Do I belong here?
Wednesday, March 30, 2011
This is a blog that has long been on my mind and needed to be written. But maybe I shouldn't be writing it at 2 in the morning. On the other hand, I am up at 2 am because of life's stresses!
So you may wonder why I titled this blog, "Do I belong here?" Well, a number of months ago, I read a blog (or I dreamed I read a blog) about a person on Sparkpeople who was very overweight. She was complaining how people much smaller than her complain about how they have to lose weight. She went on to say how irritated she was because they have no clue how difficult it is to have to lose so much more weight.

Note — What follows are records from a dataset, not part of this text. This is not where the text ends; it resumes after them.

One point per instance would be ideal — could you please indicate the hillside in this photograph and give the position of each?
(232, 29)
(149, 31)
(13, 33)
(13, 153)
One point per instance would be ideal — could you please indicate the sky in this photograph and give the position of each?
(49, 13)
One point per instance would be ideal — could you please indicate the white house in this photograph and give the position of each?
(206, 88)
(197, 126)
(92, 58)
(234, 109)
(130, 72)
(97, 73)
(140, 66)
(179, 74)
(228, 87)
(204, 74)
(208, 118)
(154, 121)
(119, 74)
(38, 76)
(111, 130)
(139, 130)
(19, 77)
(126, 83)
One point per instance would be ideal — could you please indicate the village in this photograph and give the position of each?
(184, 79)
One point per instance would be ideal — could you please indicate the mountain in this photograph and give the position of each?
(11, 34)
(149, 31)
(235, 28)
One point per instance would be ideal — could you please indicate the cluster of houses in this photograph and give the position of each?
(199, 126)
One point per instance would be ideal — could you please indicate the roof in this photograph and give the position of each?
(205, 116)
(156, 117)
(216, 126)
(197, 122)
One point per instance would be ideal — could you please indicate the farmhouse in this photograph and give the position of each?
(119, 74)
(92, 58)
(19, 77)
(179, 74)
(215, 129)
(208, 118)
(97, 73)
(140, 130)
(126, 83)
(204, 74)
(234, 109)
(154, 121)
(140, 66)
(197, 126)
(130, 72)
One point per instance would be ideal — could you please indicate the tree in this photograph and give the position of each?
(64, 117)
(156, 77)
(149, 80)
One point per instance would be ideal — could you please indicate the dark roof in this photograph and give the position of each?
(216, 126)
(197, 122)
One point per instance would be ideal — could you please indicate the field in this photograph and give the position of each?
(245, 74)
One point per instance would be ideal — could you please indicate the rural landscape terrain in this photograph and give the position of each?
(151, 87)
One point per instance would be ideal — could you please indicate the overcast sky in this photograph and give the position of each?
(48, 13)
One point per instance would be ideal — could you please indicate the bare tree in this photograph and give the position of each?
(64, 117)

So when I struggle, do I have a right to express that? No, I don't have a 100# to lose. I used to have 50# but have lost 20-28 pounds. But I am struggling. I eat unhealthy food. I was down to 153.8, 5 weeks ago, now I am up to close to 160. I am not happy with myself. And yet, I eat foods that will hinder my success. All the while I wonder why am I doing this to myself? Should I just be happy with who I am? But being less will make me healthier, fitter, not so tired.
So I will ask the question again, Do I belong here? Do any of you mind I don't have as much to lose as you and yet I complain and struggle? Thank you Sparkfriends for always encouraging me. I will get my head straight yet.